The Oadby track was much more sedate than the atmosphere at Wembley, where an estimated 6,000 Leicester fans saw their club defeat Chelsea.

There was only about a tenth of that number at the racecourse – but it was still significant, marking as it did the latest step towards normality.

Clerk of the course Jimmy Stevenson said: “It’s great to have racegoers back. You can see the difference. We’ve been so used to the other experience with Covid, it’s been painful.

“I watched the cup final on Saturday and it was the same. Unfortunately, there’s no one from Leicester City here tonight as they’re playing Chelsea again on Tuesday.

“In total, the attendance with everyone will be about 600 to 700. We’re just taking it steady and getting everything in place and back in the groove.

“It’s been difficult because we’re led by Government guidelines and they’re changing all the time.”

Jockey Tom Marquand was delighted to see the crowds back in the UK after being used to them on his recent stint in Australia.

“I got used to the crowds in Australia, then I came back to no crowds again, which was bizarre, so this feels more normal than not having crowds,” he said.

“It’s great to have everyone back. It just lifts the racecourse up a bit.”

He picked up a winning spare ride on Divine Magic (9-2) in the Organ Donation – Start The Conversation Fillies’ Stakes. Marco Ghiani gave up the mount as his partner was expecting a baby.

“I’m sure he won’t be too bothered about missing out on a winner, but it’s a nice spare to pick up and she relished that bit of dig in the ground,” said Marquand.

He completed a double on the William Haggas-trained Chalk Stream (7-1), owned by the Queen, in the Rainbows Hospice For Children And Young People Handicap.

It was a quiet night for the 13 bookmakers on course, despite a gamble being landed in style by newcomer Dora Penny in the opening Bodie Hodges Foundation Restricted Novice Stakes.

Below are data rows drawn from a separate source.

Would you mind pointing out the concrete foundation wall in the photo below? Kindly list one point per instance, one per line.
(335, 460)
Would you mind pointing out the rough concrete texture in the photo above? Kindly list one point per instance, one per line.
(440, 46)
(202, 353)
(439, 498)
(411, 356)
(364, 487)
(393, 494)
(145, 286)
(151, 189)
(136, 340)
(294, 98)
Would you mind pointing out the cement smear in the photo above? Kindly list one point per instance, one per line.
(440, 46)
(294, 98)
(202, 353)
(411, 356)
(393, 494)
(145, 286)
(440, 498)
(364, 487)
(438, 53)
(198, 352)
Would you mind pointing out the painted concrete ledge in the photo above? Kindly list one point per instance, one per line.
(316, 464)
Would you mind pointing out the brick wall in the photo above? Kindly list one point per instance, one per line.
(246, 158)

On-course Bookmaker Michael Cannon was just delighted to be back working.

“It’s nice and quiet and nice to be out,” he said.

“I personally thought there would be more people here because it’s the first day everyone is allowed out. I can understand some people may be taking a cautious view, but for those who are out business is acceptable. It’s a small step on the way.”

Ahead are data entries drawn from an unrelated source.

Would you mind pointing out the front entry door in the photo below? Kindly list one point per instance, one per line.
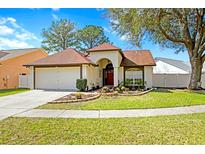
(109, 77)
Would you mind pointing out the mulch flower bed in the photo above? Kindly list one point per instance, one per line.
(74, 98)
(134, 93)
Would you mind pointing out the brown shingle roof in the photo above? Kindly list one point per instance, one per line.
(138, 58)
(104, 47)
(67, 57)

Backed down from 13-2 to 11-4 favourite, the David Evans-trained juvenile was a smooth winner by two and three-quarter lengths from Hattie C under George Downing.

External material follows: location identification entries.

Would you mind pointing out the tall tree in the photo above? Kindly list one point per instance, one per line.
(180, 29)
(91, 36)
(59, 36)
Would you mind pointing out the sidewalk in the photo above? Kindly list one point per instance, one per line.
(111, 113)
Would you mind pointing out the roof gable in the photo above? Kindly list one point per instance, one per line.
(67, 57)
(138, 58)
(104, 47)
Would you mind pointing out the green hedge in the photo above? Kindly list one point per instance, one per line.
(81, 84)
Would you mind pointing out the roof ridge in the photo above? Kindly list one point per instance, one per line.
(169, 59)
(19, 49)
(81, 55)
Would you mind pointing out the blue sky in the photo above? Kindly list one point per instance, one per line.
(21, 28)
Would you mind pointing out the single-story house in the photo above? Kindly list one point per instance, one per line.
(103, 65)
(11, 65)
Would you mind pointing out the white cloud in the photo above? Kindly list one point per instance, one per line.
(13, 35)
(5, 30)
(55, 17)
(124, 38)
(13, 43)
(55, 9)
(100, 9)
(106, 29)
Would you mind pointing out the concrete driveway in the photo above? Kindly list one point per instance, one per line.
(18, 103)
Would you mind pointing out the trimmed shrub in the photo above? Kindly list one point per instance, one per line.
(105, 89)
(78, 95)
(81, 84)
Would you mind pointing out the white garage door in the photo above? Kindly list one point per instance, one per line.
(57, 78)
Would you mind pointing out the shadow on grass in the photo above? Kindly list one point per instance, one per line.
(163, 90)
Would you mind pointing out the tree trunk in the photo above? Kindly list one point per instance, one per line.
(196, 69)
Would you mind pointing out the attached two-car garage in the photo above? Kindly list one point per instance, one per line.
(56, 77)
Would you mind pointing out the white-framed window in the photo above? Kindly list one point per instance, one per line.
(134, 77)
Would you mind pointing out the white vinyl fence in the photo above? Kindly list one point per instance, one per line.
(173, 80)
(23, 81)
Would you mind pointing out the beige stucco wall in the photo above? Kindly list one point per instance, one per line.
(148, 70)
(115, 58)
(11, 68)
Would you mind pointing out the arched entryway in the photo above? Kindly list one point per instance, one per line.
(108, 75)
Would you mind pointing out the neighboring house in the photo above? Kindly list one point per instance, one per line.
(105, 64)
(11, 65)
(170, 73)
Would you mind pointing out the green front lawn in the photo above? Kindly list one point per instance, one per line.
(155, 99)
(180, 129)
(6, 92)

It was the second gamble landed by the Evans stable in recent days after Choux bolted up at Thirsk from much bigger odds.

Downing said: “This filly is very nice. David said to me she goes well enough at home and although she was a little bit green early on she knew her task when let down. Mr Evans knows the time of day.

“Delighted to see crowds back. It’s what the sport needed. It’s great, it brings lot more enthusiasm to racing. It’s very positive.”

Sadly, there was no joy for Lee and Jo Burns, parents of apprentice jockey Harry Burns, who made the two-hour journey from Harlow in Essex.

Unfortunately, his mount in the opener, Teasyweasy, was withdrawn after unseating him on the way out to the track and running loose.

“This is the first time we’ve seen him ride since the pandemic. We last saw him on the track about two years ago,” said his father.

“He took a little time off, but he’s back doing it again since March. He’s based with Jo Parr in Newmarket.

“We’re excited about seeing him ride again.”

Bashosh (2-1) looked an exciting prospect when making an impressive debut in the British Stallion Studs EBF Maiden Stakes.

The Dubawi colt, a full-brother to Nezwah, winner of the Group One Pretty Polly Stakes, shot clear of Thaler in the final furlong to score by four lengths. The first two drew 16 lengths ahead of Emanate in third.

His rider Jack Mitchell said: “He’s just taken a bit of hand to come to hand. He’s similar to his sister in that he’s not run until he was three.

“He’s got the job done really nicely. I liked the way he went through the race. He was green, but he was very professional at the end.

“I think he will only I improve by going up in trip. The run will make is sharper. He’s very exciting.”